How to Evaluate the Generalization of Detection? A Benchmark for Comprehensive Open-Vocabulary Detection

Yiyang Yao,Peng Liu,Tiancheng Zhao,Qianqian Zhang,Jiajia Liao,Chunxin Fang,Kyusong Lee,Qing Wang
2023-12-18
Abstract:Object detection (OD) in computer vision has made significant progress in recent years, transitioning from closed-set labels to open-vocabulary detection (OVD) based on large-scale vision-language pre-training (VLP). However, current evaluation methods and datasets are limited to testing generalization over object types and referral expressions, which do not provide a systematic, fine-grained, and accurate benchmark of OVD models' abilities. In this paper, we propose a new benchmark named OVDEval, which includes 9 sub-tasks and introduces evaluations on commonsense knowledge, attribute understanding, position understanding, object relation comprehension, and more. The dataset is meticulously created to provide hard negatives that challenge models' true understanding of visual and linguistic input. Additionally, we identify a problem with the popular Average Precision (AP) metric when benchmarking models on these fine-grained label datasets and propose a new metric called Non-Maximum Suppression Average Precision (NMS-AP) to address this issue. Extensive experimental results show that existing top OVD models all fail on the new tasks except for simple object types, demonstrating the value of the proposed dataset in pinpointing the weakness of current OVD models and guiding future research. Furthermore, the proposed NMS-AP metric is verified by experiments to provide a much more truthful evaluation of OVD models, whereas traditional AP metrics yield deceptive results. Data is available at \url{<a class="link-external link-https" href="https://github.com/om-ai-lab/OVDEval" rel="external noopener nofollow">this https URL</a>}
Computer Vision and Pattern Recognition,Computation and Language
What problem does this paper attempt to address?

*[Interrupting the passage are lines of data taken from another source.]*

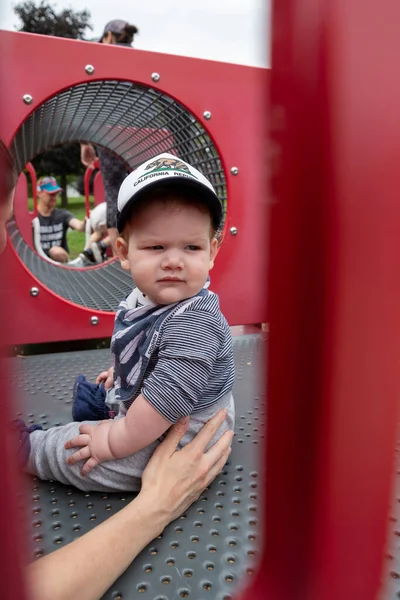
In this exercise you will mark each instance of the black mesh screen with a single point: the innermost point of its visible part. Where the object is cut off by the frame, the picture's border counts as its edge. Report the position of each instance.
(133, 121)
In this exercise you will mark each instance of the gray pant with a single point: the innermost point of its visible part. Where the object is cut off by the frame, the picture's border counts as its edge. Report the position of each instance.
(47, 458)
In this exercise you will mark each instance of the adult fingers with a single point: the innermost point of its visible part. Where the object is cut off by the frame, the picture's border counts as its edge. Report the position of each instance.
(79, 455)
(216, 451)
(174, 436)
(101, 377)
(218, 466)
(78, 440)
(89, 465)
(205, 435)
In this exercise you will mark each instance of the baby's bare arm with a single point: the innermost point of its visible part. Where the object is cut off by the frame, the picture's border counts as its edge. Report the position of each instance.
(141, 426)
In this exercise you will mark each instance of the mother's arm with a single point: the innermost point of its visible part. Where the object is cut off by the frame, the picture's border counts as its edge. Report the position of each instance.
(171, 482)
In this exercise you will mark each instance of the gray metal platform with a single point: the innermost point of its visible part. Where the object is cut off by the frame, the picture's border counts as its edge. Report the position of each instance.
(391, 573)
(212, 548)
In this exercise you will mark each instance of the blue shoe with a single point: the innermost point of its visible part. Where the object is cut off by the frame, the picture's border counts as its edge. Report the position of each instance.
(89, 401)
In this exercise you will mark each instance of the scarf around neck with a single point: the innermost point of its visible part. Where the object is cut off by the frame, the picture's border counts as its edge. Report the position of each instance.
(137, 327)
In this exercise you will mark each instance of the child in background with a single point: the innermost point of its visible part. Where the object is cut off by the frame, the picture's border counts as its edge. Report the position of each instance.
(171, 346)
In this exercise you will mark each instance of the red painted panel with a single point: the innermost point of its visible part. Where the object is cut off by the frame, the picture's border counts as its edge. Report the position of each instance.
(234, 94)
(334, 301)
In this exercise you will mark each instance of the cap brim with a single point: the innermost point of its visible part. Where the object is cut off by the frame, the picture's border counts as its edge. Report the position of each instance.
(208, 196)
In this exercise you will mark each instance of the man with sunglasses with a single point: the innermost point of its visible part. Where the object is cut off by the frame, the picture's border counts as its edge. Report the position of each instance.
(113, 170)
(53, 223)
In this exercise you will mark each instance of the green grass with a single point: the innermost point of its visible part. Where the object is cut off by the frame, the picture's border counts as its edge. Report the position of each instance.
(76, 239)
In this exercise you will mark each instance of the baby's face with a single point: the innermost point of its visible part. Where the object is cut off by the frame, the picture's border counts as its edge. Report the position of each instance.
(169, 252)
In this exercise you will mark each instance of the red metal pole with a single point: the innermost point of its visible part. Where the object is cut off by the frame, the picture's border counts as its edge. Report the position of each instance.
(334, 301)
(31, 170)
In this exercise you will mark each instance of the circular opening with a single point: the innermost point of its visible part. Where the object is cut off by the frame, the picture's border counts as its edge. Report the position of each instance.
(130, 121)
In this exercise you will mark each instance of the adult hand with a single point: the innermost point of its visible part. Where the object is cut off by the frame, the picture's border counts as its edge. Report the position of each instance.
(88, 155)
(173, 480)
(112, 233)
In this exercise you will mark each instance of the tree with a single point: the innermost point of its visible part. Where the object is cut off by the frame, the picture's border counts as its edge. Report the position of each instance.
(43, 18)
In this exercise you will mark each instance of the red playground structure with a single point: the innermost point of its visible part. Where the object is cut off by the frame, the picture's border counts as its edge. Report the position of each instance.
(305, 158)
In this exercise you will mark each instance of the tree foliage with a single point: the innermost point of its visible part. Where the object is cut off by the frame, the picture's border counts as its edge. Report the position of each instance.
(43, 18)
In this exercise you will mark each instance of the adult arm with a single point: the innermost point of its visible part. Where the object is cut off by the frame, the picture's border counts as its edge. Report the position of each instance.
(171, 482)
(77, 224)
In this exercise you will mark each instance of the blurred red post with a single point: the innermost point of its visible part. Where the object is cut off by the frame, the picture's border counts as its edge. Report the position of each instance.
(334, 300)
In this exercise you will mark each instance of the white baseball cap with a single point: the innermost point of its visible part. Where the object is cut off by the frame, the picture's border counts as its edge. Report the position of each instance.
(162, 171)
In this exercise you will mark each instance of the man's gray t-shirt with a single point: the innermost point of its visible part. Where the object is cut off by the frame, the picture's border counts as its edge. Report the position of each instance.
(53, 229)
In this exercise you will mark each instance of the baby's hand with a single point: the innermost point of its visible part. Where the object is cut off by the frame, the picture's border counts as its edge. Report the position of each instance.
(94, 445)
(107, 377)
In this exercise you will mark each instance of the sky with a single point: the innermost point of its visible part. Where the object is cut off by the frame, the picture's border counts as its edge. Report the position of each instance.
(234, 31)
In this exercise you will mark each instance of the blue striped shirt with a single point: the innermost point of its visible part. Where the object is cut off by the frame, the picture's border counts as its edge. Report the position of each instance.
(192, 365)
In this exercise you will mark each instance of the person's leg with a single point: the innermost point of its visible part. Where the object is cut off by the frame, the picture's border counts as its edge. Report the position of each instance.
(48, 460)
(58, 254)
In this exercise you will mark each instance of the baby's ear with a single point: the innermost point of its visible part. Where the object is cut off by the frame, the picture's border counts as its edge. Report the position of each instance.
(121, 247)
(214, 249)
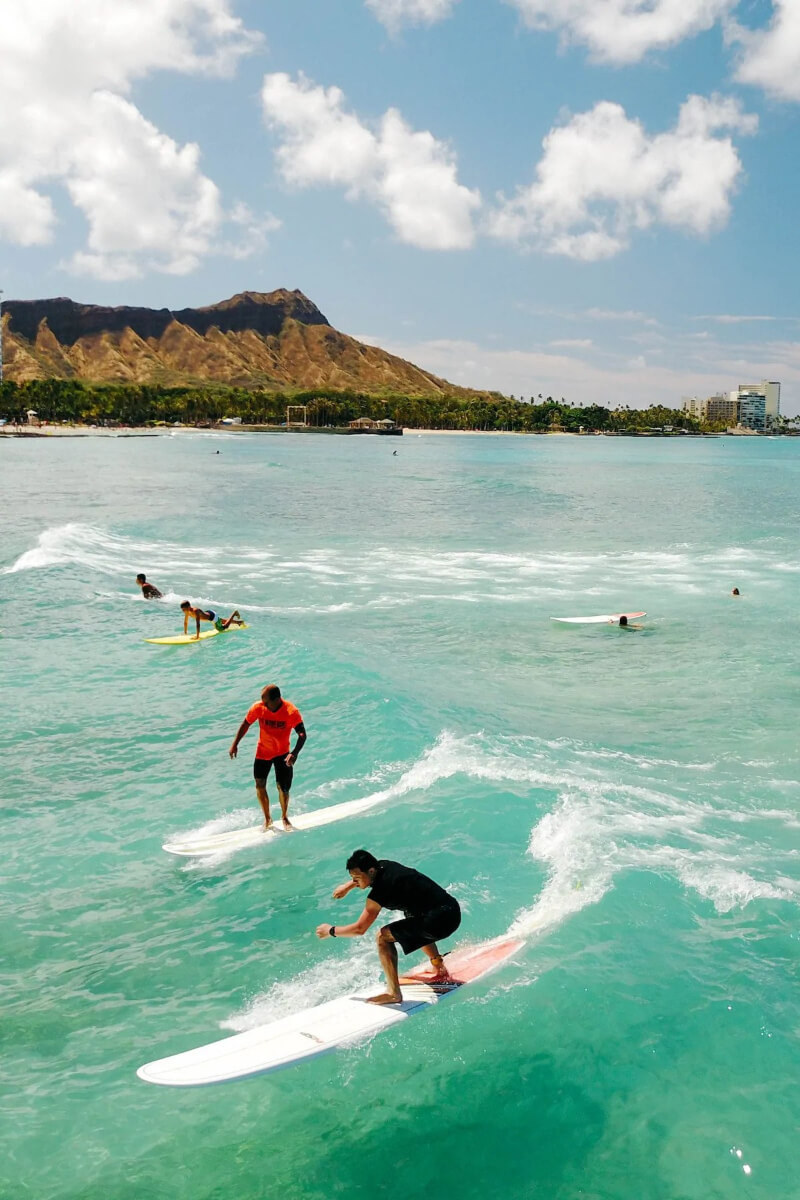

The problems that this paper attempts to solve mainly focus on the evaluation of Open - Vocabulary Detection (OVD) models. Specifically, current evaluation methods and datasets have limitations in testing the generalization ability of OVD models for object types and referring expressions, and fail to provide a systematic, detailed and accurate benchmark to measure the capabilities of OVD models. The paper points out that existing evaluation methods lack systematic exploration of the model's capabilities in common - sense knowledge, attribute understanding, location understanding, object - relationship understanding, etc., and lack difficult negative samples that can challenge the model's true understanding and ability to distinguish visual and language inputs. To solve these problems, the paper proposes a new benchmark dataset - OVDEval, which includes 9 subtasks covering 6 linguistic aspects: objects, proper nouns, attributes, locations, relationships and negations. These sub - datasets are designed to provide difficult negative samples to challenge the model's true understanding ability. In addition, the paper also proposes a new evaluation metric - Non - Maximum Suppression Mean Average Precision (NMS - AP), which is used to solve the "inflated AP problem" existing in the traditional Mean Average Precision (AP) metric on fine - grained label datasets. That is, the model can obtain a high AP score by predicting multiple bounding boxes even if it does not truly understand the described content. By introducing NMS - AP, the paper provides a more realistic OVD model evaluation method. The experimental results show that the existing top - level OVD models generally perform poorly on the new tasks, and the performance of other tasks except for simple object - type recognition has decreased significantly. This highlights the value of the proposed OVDEval dataset in revealing the weaknesses of current OVD models and guiding future research directions. At the same time, the proposed NMS - AP metric has also been verified to be able to more realistically evaluate the performance of OVD models, while the traditional AP metric may produce misleading results.